Ownership. Set up mail alerts and policies to surface suspicious behavior, anomalous access patterns, and shadow IT across connected applications. Configured app governance and activity policies to enforce expected behavior and flag deviations. Integrated MDCA signals into the broader security monitoring workflow.

Outcome. Extended detection coverage into SaaS and cloud app activity that endpoint tooling cannot see. Shadow IT surfaced and documented. Anomalous access alerts integrated into triage workflow alongside endpoint and email signals.

Skills proved. Cloud app security, SaaS visibility, policy configuration, anomaly detection, shadow IT governance.

Scope. Built and managed Data Loss Prevention policies in Microsoft Purview covering email, endpoints, and cloud storage across the organization.

Ownership. Configured policy rules around sensitive information types, set enforcement actions appropriate to each scenario, and tuned false positive rates to keep policies enforceable without disrupting legitimate workflows. Monitored policy hits and adjusted thresholds based on real user behavior rather than theoretical risk models.

Outcome. DLP coverage extended across email, endpoint, and cloud storage channels. False positive rate tuned to a level that kept policies in enforcement rather than monitor-only mode. Policies documented with rationale so future changes have a clear baseline to work from.

Skills proved. Purview DLP, sensitive information type configuration, policy enforcement, compliance operations, M365 data governance.

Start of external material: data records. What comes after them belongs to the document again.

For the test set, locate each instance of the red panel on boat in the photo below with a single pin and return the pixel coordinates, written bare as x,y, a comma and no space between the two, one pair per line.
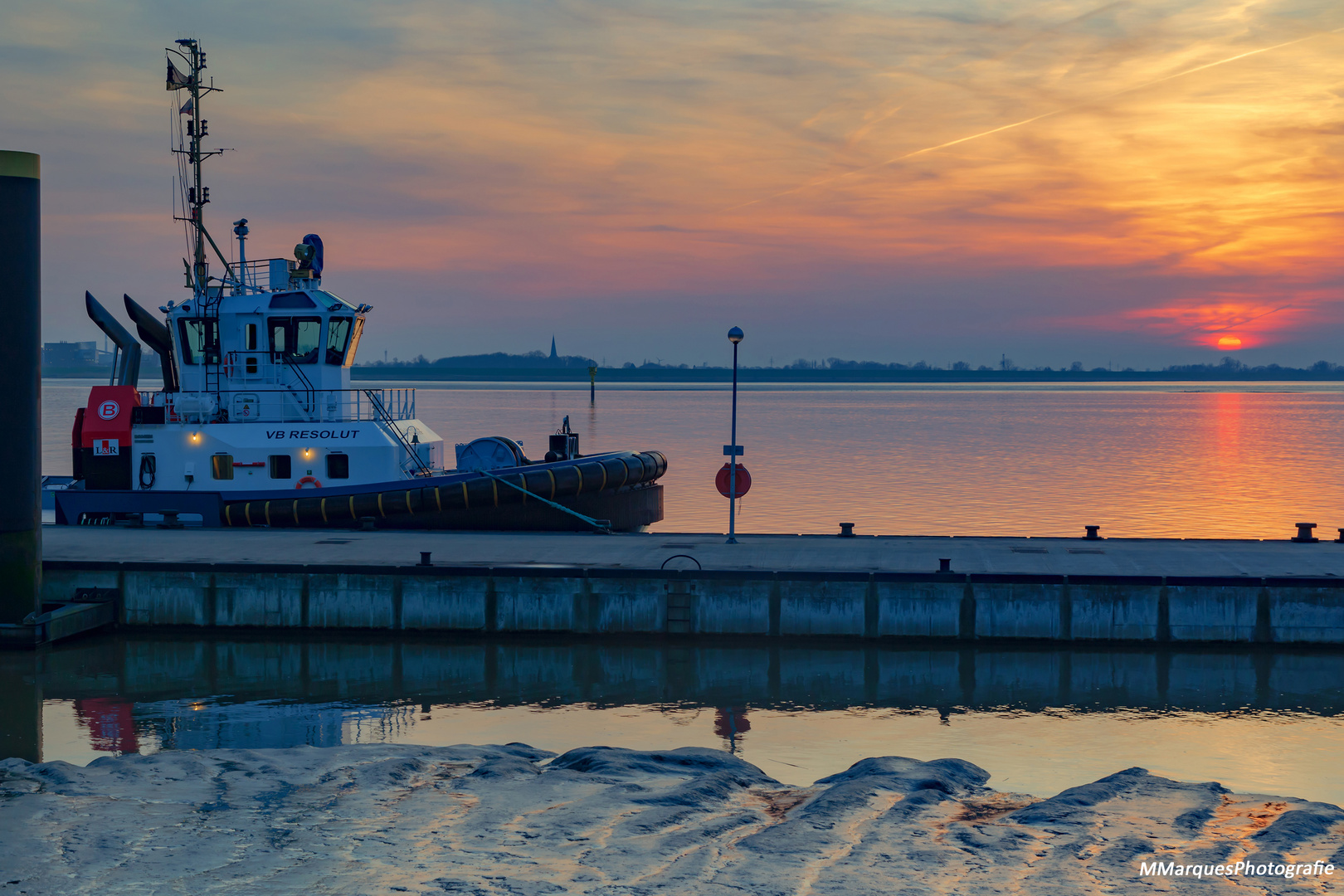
106,425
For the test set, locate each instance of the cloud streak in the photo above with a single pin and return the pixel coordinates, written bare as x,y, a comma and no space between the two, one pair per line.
808,165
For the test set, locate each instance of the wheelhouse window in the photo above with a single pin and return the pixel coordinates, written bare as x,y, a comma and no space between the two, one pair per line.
296,338
199,338
292,301
338,340
353,342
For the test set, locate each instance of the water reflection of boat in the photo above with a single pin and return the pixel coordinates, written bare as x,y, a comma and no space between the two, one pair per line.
257,422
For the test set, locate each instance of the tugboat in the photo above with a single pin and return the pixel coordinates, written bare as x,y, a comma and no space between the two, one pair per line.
257,422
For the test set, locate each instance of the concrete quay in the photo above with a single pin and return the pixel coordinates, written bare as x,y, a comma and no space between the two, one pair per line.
1016,589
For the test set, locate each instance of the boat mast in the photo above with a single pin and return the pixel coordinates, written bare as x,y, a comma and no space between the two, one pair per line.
197,195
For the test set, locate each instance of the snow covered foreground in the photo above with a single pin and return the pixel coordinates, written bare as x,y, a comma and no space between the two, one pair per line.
514,820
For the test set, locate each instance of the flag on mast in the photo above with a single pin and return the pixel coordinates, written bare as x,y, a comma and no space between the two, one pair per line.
177,80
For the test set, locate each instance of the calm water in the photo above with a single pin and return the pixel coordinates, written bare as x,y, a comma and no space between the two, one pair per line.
1040,720
1177,461
1188,461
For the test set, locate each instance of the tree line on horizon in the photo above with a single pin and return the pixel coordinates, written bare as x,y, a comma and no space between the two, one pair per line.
541,360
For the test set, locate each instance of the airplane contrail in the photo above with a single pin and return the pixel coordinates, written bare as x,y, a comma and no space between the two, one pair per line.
1027,121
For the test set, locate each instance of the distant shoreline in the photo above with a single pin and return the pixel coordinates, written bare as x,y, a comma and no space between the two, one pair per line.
821,377
774,377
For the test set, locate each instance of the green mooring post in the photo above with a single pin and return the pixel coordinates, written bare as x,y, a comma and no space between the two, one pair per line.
21,371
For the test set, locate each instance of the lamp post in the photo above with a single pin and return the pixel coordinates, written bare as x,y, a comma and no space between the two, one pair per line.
733,450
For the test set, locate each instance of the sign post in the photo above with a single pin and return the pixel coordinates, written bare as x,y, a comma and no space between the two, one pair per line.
21,370
733,450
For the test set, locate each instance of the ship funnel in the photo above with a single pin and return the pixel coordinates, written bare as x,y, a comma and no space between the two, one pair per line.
156,336
128,366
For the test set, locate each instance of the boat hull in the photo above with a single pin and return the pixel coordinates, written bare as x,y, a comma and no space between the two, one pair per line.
620,488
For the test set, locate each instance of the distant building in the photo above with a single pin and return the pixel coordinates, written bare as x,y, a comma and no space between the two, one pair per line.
71,353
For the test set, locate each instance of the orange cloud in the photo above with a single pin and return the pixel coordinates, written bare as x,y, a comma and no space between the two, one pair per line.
1227,324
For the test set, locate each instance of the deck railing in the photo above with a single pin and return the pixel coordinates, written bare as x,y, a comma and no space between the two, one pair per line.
284,406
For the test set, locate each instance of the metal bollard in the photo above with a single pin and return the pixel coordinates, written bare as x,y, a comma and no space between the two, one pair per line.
1304,533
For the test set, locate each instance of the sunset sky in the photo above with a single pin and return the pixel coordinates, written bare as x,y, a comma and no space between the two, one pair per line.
1125,183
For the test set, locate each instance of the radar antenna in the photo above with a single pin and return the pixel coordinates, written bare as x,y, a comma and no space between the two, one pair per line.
195,195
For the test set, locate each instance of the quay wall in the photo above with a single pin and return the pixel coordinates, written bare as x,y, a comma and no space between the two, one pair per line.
650,602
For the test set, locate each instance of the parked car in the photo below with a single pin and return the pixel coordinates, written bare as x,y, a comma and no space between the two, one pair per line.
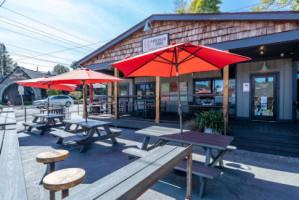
54,100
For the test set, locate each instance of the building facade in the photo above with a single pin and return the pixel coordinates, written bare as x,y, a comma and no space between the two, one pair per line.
265,88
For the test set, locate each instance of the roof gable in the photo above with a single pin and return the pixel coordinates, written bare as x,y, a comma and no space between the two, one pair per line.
248,16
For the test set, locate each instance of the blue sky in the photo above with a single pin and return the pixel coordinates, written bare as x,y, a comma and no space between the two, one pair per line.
94,21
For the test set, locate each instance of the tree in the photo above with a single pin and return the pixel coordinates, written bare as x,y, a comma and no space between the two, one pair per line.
197,6
6,63
73,65
269,5
59,69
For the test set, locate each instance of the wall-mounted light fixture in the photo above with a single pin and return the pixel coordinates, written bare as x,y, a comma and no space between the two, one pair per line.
147,26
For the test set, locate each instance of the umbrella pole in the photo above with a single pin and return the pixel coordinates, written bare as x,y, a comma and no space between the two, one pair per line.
48,100
84,99
180,111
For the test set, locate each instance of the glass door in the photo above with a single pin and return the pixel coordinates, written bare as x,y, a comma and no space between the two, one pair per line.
264,97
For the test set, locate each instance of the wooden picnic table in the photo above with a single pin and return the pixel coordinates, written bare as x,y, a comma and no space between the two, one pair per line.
205,140
44,121
90,127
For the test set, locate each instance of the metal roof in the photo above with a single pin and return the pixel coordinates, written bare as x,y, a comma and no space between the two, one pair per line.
279,15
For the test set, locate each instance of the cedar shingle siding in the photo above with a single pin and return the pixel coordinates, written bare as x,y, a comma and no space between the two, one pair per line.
196,32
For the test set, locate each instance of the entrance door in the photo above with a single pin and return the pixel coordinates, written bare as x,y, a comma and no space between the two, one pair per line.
264,97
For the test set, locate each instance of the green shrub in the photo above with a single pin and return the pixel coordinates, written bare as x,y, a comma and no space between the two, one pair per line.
211,119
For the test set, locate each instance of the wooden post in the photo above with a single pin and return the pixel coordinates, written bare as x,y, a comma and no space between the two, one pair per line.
158,99
116,74
25,114
189,177
225,95
111,99
84,99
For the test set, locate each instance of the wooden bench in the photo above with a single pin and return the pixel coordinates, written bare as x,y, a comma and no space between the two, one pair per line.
198,169
12,183
82,139
134,179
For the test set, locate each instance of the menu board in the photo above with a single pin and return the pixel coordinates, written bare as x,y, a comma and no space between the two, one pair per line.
183,91
165,91
173,91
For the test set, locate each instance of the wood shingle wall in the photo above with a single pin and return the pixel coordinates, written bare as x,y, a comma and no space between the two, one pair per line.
196,32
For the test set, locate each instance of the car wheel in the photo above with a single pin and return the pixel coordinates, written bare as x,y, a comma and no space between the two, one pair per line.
68,104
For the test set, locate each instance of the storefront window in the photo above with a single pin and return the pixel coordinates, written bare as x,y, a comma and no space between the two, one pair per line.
145,89
211,92
123,89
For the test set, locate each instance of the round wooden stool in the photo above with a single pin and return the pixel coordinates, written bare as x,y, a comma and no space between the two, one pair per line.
50,157
63,180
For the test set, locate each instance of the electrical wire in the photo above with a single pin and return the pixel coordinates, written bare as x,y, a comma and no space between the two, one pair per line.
44,33
17,47
45,24
29,57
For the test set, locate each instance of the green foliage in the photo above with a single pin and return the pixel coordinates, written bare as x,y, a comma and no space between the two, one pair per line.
6,63
269,5
211,119
197,6
60,69
77,94
55,92
73,65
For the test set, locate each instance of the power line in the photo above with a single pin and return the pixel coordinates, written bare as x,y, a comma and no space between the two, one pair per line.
17,47
45,24
54,52
45,34
37,65
37,38
29,57
245,7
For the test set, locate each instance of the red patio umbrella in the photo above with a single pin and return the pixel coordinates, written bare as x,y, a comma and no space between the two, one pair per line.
37,82
81,76
177,59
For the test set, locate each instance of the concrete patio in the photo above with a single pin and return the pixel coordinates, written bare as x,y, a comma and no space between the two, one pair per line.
247,175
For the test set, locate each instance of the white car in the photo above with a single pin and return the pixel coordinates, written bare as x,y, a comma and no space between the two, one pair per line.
59,100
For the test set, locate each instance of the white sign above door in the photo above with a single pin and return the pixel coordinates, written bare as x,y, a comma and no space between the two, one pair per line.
155,42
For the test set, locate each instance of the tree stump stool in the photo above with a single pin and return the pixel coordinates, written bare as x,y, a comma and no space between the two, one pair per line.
50,157
63,180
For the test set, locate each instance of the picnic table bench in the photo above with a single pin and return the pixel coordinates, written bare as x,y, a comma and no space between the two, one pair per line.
208,142
43,122
12,182
83,134
7,118
134,179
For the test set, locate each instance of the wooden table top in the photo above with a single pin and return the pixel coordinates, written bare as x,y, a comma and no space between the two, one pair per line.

Scope. Public-facing interactive security awareness content, built independently. You can take this quiz in the Writing Samples section.

Ownership. Designed and built an interactive phishing simulation and awareness quiz from scratch. Covers social engineering recognition, QR code phishing, and cloud storage risks. Built for non-technical users, the audience most likely to need it and least likely to read a policy document.

Outcome. Publicly accessible with no login required. Awareness content that meets users where they are rather than where security teams wish they were. Try it below.

Skills proved. Security awareness program design, user education, content development.

Scope. Publicly available scripts written for real investigative and operational use cases, not textbook examples. Built to solve problems that came up in actual work.

Ownership. Authored KQL queries for malicious IP detection by domain, locked account reporting, and URL click history for specific users during investigations. Wrote PowerShell and batch scripts for Tenable agent detection and remediation. Built an SQL script for sorting browser history by local time in DB Browser, which is useful for incident timelines.

Outcome. Each script solves a specific problem: either the vendor documentation falls short, the native tooling requires a package tier most orgs don't have, or the investigation workflow needed something custom. All scripts publicly available and documented on GitHub Gist linked below in the Writing Samples section.

Skills proved. KQL, PowerShell, SQL, detection scripting, incident investigation, Tenable, Microsoft Sentinel.